When Banks Merge, Investors Tend to Lose

  
The Globe and Mail, Derek DeCloet, 26 April 2007

It's about 7,500 kilometres from Toronto to Edinburgh, but for Bank of Montreal chief Bill Downe, it might as well be 70 million. His counterpart at the Royal Bank of Scotland, Fred Goodwin, is operating on a whole different planet now.

The Scottish bank leads a group that yesterday bid $98.5-billion (U.S.) for the Dutch bank ABN Amro, topping an earlier offer by Barclays. This is the kind of deal you can get into only if you are one of the world's largest banks. RBS, at $126-billion in market value, qualifies; it's four times larger than BMO. Nine years ago, the two were the same size. You could look it up.

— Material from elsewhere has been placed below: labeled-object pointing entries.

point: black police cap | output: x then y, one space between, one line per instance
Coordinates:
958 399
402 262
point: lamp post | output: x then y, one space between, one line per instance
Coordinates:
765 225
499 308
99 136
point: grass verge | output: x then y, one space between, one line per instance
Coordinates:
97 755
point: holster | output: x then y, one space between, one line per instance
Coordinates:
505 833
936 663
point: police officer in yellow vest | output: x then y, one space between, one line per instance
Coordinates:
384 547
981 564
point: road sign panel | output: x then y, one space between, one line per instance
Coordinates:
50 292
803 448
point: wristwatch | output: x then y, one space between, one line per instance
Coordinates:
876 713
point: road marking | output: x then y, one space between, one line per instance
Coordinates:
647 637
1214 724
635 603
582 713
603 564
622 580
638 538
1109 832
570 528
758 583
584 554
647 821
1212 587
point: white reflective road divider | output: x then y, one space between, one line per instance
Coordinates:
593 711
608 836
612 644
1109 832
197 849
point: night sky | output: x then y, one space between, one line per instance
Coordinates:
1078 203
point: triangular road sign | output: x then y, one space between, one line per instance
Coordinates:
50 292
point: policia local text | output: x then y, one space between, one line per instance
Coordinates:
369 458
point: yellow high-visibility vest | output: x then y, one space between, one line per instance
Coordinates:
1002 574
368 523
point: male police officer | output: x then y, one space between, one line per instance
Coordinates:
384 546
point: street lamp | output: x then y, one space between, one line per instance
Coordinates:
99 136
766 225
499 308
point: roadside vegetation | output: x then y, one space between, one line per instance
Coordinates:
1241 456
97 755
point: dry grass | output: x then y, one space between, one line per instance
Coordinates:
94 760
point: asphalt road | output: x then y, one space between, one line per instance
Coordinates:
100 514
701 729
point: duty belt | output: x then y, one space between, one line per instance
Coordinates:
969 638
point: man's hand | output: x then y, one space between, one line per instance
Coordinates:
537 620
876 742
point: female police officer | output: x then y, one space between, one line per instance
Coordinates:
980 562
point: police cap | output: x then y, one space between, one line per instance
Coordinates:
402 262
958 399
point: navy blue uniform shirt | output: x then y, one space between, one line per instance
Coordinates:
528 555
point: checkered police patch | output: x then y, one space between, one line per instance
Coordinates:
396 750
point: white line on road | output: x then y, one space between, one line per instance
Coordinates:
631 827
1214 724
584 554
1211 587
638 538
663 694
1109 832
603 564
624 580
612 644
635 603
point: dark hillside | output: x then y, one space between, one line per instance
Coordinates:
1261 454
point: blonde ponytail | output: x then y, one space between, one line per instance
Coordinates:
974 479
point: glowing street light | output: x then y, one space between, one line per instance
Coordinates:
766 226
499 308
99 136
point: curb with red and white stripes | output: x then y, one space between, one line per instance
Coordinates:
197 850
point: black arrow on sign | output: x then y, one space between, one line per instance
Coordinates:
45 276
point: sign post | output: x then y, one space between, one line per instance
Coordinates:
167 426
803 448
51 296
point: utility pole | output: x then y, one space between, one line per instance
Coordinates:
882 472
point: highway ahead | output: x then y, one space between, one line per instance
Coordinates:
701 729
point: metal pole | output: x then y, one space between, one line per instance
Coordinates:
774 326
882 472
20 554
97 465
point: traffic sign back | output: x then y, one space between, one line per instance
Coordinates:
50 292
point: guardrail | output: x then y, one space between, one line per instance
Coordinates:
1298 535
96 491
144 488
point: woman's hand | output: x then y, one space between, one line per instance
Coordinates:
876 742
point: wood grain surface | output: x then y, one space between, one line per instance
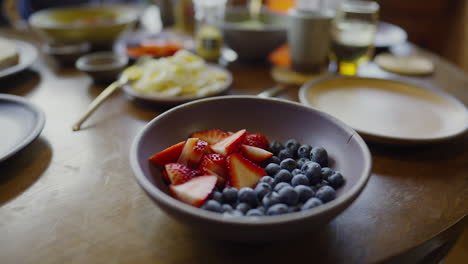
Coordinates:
70 197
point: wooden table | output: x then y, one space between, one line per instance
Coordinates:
70 197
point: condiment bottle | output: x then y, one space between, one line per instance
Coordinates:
209 14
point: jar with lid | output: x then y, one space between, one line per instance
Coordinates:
209 14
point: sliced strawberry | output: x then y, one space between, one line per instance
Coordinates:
196 191
213 163
179 173
242 172
255 154
257 140
165 177
192 152
229 144
171 154
210 136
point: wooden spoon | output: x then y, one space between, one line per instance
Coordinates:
130 74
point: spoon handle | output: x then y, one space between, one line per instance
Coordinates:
103 96
279 87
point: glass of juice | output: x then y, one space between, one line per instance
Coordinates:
352 35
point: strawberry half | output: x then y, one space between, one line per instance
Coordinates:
195 191
229 144
255 154
179 173
165 177
214 164
242 172
192 152
210 136
257 140
171 154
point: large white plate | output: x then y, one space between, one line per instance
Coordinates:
174 100
27 56
20 123
389 35
388 111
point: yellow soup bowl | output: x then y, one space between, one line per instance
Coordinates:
98 25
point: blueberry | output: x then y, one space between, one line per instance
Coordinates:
319 155
213 206
285 154
262 189
217 196
276 147
311 203
288 195
268 179
321 184
254 212
299 179
304 151
270 199
227 208
326 172
313 172
229 195
261 209
277 209
288 164
293 145
242 207
296 208
233 213
336 180
248 195
300 162
281 185
326 193
283 176
272 168
274 159
304 192
295 172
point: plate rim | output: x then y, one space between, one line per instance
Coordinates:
181 99
389 44
35 131
375 137
24 48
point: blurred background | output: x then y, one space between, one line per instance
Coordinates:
437 25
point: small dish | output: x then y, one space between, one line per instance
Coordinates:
103 67
175 100
278 120
66 54
27 56
388 111
23 122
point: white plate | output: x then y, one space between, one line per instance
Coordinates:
389 35
388 111
174 100
20 123
27 56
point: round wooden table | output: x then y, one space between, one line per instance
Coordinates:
70 197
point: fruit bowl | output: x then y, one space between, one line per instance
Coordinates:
278 120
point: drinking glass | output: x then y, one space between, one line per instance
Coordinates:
352 35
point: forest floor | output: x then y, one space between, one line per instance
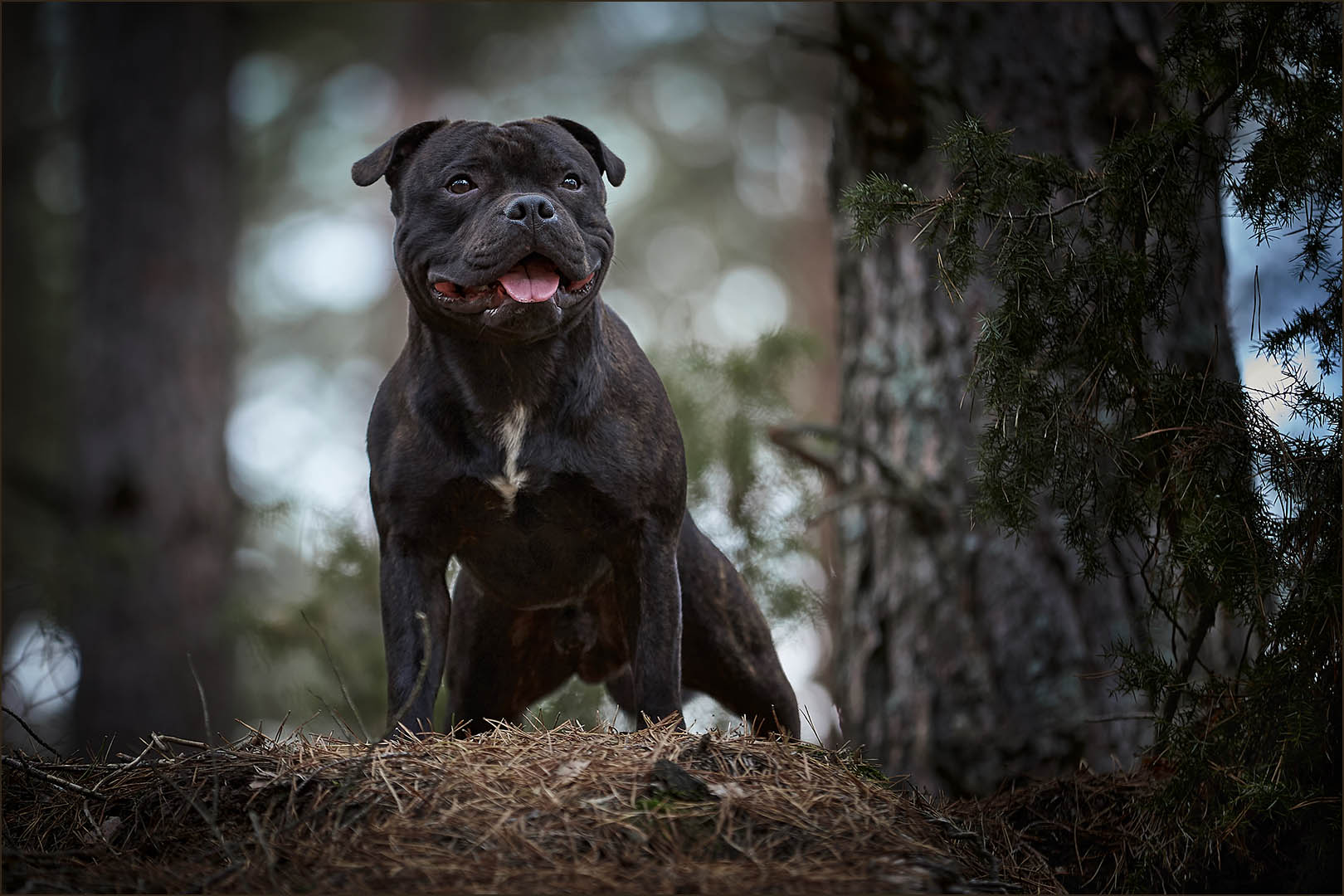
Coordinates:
559 811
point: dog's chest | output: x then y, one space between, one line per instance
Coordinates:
509 431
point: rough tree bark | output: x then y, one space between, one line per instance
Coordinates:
960 655
152 370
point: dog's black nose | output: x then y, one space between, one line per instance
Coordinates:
530 210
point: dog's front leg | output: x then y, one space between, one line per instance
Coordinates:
652 610
416 611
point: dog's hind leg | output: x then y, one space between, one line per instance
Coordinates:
726 648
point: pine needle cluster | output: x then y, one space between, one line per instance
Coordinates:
1237 516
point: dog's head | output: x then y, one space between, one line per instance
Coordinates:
502 231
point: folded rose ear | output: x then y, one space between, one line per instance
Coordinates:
387 158
606 160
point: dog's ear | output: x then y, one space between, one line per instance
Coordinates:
387 158
606 160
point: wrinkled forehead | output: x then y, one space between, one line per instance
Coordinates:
509 145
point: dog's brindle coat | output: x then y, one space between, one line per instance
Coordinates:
524 431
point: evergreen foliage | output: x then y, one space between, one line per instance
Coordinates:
1237 516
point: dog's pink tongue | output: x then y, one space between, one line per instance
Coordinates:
533 281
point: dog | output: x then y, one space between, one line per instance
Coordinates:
524 433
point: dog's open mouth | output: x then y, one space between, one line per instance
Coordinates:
533 280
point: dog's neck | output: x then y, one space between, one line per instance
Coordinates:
498 379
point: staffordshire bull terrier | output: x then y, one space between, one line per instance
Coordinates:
524 433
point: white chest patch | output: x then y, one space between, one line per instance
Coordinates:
509 431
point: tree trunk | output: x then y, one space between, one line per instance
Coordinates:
153 370
960 655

Nine years ago is also when every large Canadian bank, save TD, was essentially frozen in time, denied the right to merge with each other by the Liberal government of the day. The takeover war in Europe drives home the cost of that paralysis: It means ABN-owned LaSalle Bank will either end up with the RBS group or with Bank of America, Barclays' bidding partner. BMO, whose Harris Bank unit is an undersized competitor to LaSalle in the U.S. Midwest, couldn't even get inside the auction room for LaSalle.

If only Paul Martin had just let the big banks merge in '98; if only the Liberals, and now the Conservatives, weren't so obsessed with electioneering that they allowed the merger question to fester for nearly a decade without resolving it. Wouldn't it be nice to have a Canadian bank operating on a world scale, like RBS or Barclays or BofA?

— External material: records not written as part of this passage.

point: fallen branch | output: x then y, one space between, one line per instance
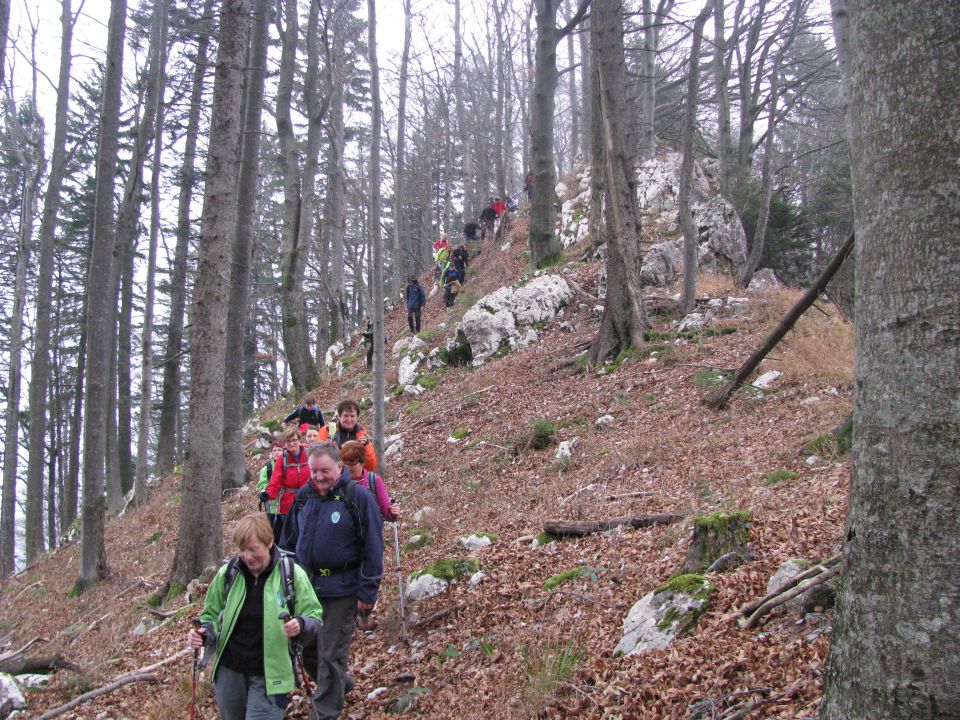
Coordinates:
751 621
38 664
587 527
719 400
115 685
806 574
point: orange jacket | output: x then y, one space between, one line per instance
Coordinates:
370 454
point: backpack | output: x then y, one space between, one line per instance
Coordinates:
350 490
287 563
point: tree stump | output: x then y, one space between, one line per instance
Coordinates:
715 536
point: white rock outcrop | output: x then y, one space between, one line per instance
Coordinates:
425 586
505 316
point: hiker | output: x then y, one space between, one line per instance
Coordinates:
451 284
488 217
471 230
346 428
352 456
290 473
311 435
416 299
270 506
461 258
252 671
336 529
307 413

Sure would be. Economic nationalists would love it. Investors - not so much.

Here's the dirty little secret behind mega-deals in the banking sector: They don't work. Or at least, they don't work very often. Size is helpful, but only to a point.

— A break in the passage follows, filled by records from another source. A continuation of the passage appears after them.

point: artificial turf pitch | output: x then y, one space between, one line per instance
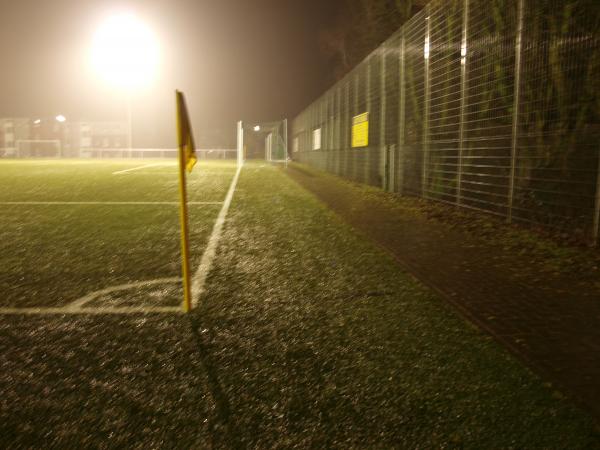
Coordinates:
307 336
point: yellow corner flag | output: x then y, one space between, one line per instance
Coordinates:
187 160
184 133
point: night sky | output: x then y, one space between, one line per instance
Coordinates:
256 60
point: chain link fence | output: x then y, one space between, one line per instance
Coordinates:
487 104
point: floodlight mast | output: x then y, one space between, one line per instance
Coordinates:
125 54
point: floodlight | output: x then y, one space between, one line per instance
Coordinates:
124 51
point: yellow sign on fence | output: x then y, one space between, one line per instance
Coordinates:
360 130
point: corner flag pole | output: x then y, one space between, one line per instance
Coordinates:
183 136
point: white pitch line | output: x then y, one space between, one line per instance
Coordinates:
107 203
141 167
77 306
96 311
209 253
80 302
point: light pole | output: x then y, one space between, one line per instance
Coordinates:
125 53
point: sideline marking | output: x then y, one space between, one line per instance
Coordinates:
118 172
209 253
80 302
108 203
77 306
97 311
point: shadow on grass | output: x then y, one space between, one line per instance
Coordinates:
222 427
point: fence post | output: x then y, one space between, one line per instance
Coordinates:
596 229
426 51
367 155
385 178
354 152
516 99
463 99
401 117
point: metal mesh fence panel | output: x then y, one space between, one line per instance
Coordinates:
487 104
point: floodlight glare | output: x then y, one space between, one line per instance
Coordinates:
124 52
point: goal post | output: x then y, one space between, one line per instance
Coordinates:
240 143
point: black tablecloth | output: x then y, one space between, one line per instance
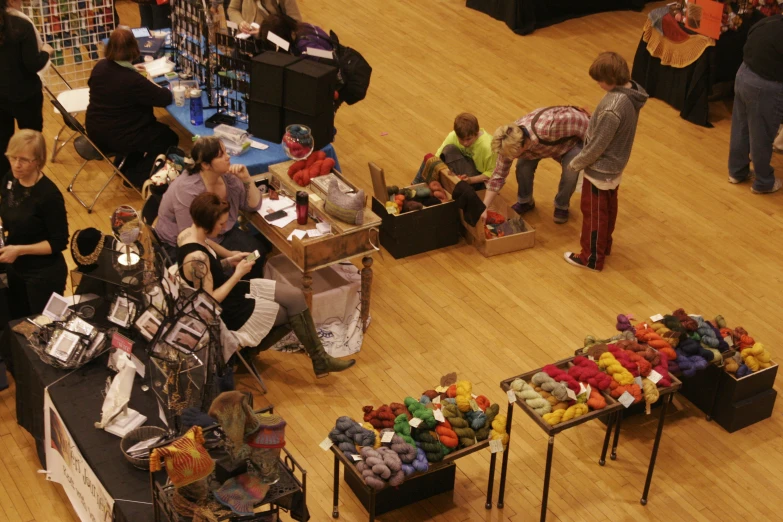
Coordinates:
688 89
77 395
525 16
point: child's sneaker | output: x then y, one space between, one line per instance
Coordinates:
573 259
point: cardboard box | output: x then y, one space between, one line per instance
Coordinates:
414 232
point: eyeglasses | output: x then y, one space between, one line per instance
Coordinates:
24 162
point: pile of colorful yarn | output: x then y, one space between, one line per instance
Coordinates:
467 420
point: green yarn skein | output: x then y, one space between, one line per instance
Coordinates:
420 411
403 429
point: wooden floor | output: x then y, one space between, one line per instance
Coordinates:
685 238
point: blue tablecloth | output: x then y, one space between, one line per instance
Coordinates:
257 161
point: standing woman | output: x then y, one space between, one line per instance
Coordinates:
33 214
21 99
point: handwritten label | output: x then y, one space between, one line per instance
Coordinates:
626 399
655 376
121 342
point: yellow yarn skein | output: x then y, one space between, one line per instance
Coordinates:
464 388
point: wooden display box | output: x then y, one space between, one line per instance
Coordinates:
735 416
414 232
418 487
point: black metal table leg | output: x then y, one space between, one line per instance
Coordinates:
336 494
657 442
547 474
618 423
491 481
504 467
609 425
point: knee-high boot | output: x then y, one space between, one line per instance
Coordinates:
304 327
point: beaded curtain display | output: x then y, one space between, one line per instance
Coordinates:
75 29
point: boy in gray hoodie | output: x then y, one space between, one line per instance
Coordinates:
605 154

If you don't believe it, ask the shareholders of Citigroup, J.P. Morgan Chase, Bank of America, Wachovia, Wells Fargo, HSBC, UBS, Royal Bank of Scotland or Barclays. Each one is a member of the $100-billion club, except for Barclays, which is nearly there. How many do you think have been a better investment than BMO over the past five years?

The answer is none. Over a longer stretch, 10 years, BMO's performance still fares better than average. Its 14.5-per-cent annual return, including dividends, beats the tar out of J.P. Morgan Chase (7.9 per cent) or Wachovia (6.9) or HSBC (10.8). Bank of America's Ken Lewis is a deal junkie who stole the headlines by agreeing to pay $21-billion for LaSalle, should Barclays win ABN. But no Bank of Montreal owner would trade his shares for BofA's 10-per-cent returns. Citigroup is a total mess. (All return figures are for the period ended March 31.) Understand that we're not comparing these companies' returns to that of a premier Canadian bank, or even an average one. We're comparing them to BMO, probably the worst-managed (and worst-performing) big bank in the country over the past decade. BMO's problems are numerous, but the biggest one is cultural, and as the only large bank to lose two attempted mergers (Royal Bank of Canada in '98, Bank of Nova Scotia in '02), it has been more affected by merger paralysis than any of the others.

"This bank has never gotten beyond, 'I'm selling myself,' " says one BMO insider, speaking on condition of anonymity. "There's zombies walking around here [waiting for mergers]. They've been dead for 10 years and they're still on the payroll." That's a hint, but only a hint, of why BMO last year had the slowest profit growth, the slowest revenue growth (except for CIBC), and the lowest return on equity of the five largest Canadian banks. By most measures, BMO has shrunk from No. 3 to No. 5 since the late 1990s - yet it has still been a terrific investment.

There are a few conclusions to draw from this. It's pretty hard to screw up a Canadian bank. Monstrous financial institutions are harder to manage than you might think. But it's also true that merger paralysis has a flipside. Canada's banks, by virtue of their size, may be shut out of the bidding for a LaSalle or similar-sized U.S. banks, but so too have they been protected from most foreign intrusion. (The few foreigners who've tried haven't had much luck. Ten years after its launch in this country, ING Bank earned $72-million last year. BMO earns that much every 10 days.) Canadian bankers want to merge so they can cut costs, get bigger and start competing with groups like RBS and HSBC for assets - all while keeping their comfortable oligopoly at home. They want to have it both ways (who doesn't?). But it's hard to argue that their smallish size is really hurting them; not a single large domestic bank had a return on equity below 19 per cent last year.

How long would that last if they, like BofA's Mr. Lewis, were running around offering to pay 22 times earnings for mid-sized U.S. banks like LaSalle? Not long. When it comes to mega-deals, Canadian bankers can't play. And thank goodness for that.